The Thermodynamic Theory of Ion Exchange: A Single‐Phase Mixture Formulation

A longstanding problem in the thermodynamic theory of ion exchange has been lack of a general method for measuring activities of solid‐ion complexes or exchanger species. Existing theory, based on integrating the Gibbs‐Duhem relation for a solid exchanger phase immersed in an electrolyte solution, is often subject to uncertainties due to indeterminate amounts of solvent and electrolytes adsorbed onto the exchanger surface. We remove these difficulties by treating ion exchange systems as simple mixtures of solvent, electrolytes, and exchanger species, with no formal partitioning into phases.

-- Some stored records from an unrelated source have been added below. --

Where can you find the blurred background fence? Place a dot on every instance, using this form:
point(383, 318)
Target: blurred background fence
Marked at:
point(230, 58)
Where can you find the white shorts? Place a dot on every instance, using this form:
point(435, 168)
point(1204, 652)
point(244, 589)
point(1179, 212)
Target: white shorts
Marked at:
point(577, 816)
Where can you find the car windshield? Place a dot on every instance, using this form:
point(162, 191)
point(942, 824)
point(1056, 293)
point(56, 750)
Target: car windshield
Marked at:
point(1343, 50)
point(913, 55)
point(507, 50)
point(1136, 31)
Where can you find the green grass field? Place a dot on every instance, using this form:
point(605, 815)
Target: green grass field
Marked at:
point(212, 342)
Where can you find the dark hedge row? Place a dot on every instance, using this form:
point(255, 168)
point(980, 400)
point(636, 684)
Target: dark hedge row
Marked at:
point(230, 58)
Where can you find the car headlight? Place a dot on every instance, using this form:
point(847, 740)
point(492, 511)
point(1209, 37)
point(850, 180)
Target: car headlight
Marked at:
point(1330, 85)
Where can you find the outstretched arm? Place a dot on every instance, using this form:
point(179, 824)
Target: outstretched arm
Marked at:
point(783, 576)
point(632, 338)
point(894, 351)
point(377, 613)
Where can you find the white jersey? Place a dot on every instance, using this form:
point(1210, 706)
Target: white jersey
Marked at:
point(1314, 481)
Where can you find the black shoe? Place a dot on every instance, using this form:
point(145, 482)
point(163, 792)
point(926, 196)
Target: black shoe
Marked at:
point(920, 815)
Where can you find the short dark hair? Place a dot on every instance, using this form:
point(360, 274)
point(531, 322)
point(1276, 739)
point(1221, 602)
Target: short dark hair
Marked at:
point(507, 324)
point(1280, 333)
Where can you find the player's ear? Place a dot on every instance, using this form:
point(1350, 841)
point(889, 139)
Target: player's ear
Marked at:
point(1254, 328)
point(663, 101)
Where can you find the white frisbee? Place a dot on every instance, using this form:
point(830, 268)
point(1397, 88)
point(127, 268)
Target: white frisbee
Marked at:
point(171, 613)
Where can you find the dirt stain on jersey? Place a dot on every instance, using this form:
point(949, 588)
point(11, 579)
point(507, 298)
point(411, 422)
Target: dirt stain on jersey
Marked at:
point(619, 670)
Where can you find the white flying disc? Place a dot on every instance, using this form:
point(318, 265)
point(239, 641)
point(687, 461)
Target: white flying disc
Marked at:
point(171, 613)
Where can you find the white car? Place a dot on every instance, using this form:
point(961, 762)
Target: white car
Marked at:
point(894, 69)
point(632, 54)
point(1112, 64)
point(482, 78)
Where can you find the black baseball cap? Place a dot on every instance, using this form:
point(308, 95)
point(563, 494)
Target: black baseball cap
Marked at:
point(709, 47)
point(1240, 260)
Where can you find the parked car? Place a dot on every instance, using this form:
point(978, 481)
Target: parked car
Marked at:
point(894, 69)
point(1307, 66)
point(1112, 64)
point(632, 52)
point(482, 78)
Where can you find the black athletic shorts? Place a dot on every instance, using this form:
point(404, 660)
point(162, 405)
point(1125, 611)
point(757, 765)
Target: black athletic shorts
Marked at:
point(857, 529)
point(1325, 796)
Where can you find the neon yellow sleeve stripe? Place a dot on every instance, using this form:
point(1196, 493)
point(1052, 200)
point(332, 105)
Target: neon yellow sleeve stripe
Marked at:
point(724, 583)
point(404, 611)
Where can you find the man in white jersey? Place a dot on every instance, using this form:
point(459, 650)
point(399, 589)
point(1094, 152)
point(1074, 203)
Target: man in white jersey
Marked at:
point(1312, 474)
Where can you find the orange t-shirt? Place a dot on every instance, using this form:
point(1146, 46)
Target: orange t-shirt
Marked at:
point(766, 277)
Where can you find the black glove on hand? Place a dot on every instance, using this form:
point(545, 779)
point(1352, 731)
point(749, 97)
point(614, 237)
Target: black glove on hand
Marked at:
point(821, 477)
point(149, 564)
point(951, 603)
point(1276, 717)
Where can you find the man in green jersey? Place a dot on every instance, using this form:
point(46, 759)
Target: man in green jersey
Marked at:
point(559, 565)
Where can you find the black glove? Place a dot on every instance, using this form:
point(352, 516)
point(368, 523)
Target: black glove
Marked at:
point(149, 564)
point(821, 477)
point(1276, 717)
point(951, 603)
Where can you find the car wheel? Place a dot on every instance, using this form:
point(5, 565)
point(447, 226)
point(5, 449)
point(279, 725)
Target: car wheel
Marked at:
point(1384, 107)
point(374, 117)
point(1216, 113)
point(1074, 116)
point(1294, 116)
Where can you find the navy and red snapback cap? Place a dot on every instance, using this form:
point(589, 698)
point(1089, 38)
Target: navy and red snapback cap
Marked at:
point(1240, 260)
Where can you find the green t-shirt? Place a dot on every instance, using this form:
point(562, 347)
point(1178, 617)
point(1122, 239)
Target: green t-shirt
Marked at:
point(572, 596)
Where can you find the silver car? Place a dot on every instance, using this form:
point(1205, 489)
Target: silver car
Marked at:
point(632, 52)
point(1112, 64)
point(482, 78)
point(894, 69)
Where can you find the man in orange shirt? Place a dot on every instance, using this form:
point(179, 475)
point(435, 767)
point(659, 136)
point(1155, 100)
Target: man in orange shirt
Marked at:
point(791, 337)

Through judicious choice of components, an integrable Gibbs‐Duhem relation is obtained that can be solved for the activity of any arbitrary exchanger species, requiring only reversibility of the system and measurable solvent and electrolyte activities. The theory is very general in principle and is applicable to variable‐ and permanent‐charge solid exchangers with positive and negative surface charge sites, in electrolyte environments containing any number of competing cation and anion species. In preliminary tests, the theory was used to calculate exchanger species activities and equilibrium constants from published data on binary and ternary NH 4 + ‐Ba 2+ ‐La 3+ exchange in aqueous montmorillonite suspensions, for constant water potential conditions where the conventional two‐phase theory is also considered applicable. Results obtained with the mixture theory exhibited good internal consistency and were generally comparable to results obtained with the two‐phase theory.